Алексей Иванов: "Жажда неволи — родовая русская черта"
На модерации
Отложенный
Писатель Алексей Иванов дал интервью корреспонденту издания "Деловой Петербург" Сергею Гуркину о востребованности несвободы и объяснил, какая часть России живет в ХХI веке, а какая — еще в XVII.
- На "Открытых диалогах" в мае, когда обсуждали тему 1990–х годов, вы сказали, что "народ хочет отдать свою свободу". Может ли быть так, что в этом — одна из составляющих "особого пути", отсутствие потребности в индивидуальной политической субъектности?

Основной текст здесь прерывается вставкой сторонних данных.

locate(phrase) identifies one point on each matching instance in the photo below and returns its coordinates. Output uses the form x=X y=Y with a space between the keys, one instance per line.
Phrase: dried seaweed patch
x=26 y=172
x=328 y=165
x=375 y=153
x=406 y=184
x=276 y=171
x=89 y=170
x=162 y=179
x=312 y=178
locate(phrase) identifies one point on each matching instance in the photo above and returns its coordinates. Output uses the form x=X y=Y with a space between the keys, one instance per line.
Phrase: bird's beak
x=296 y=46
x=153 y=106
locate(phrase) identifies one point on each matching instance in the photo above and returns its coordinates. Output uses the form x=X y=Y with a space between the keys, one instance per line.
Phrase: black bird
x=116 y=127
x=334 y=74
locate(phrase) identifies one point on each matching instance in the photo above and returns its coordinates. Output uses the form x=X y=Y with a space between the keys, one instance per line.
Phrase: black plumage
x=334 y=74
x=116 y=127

— Вообще–то это заметил не я, а Достоевский. Он писал, что главный русский вопрос — "Кому отдать свою свободу?". Жажда неволи — родовая русская черта, и ничего с ней не поделать. Но проблема не в этом. Есть волшебное число для человечества — 3–5%. Это количество пассионариев в этносе. Количество мутантов в популяции. Количество занятых производством материальных ценностей в благополучном социуме. И так далее. И в России эти же самые 3–5% граждан не желают расставаться со своей свободой. Однако если нация с облегчением вручает власти право руководить собою, то эти 3–5% тоже теряют свободу, хотя они этого вовсе не хотят. Так что нужна система, которая не душила бы этих немногочисленных, но активных граждан. А если говорить более широко, то нужна такая власть, которая не забирала бы свободу, даже если нация хочет ее отдать. Дают — не бери, потому что не твое! И пресловутый "особый русский путь" есть просто системное игнорирование индивидуальной инициативы, когда власть смотрит на народ, но не видит гражданина. Такая стратегия называется красивым словом "соборность". Но она хороша только в церкви и на войне.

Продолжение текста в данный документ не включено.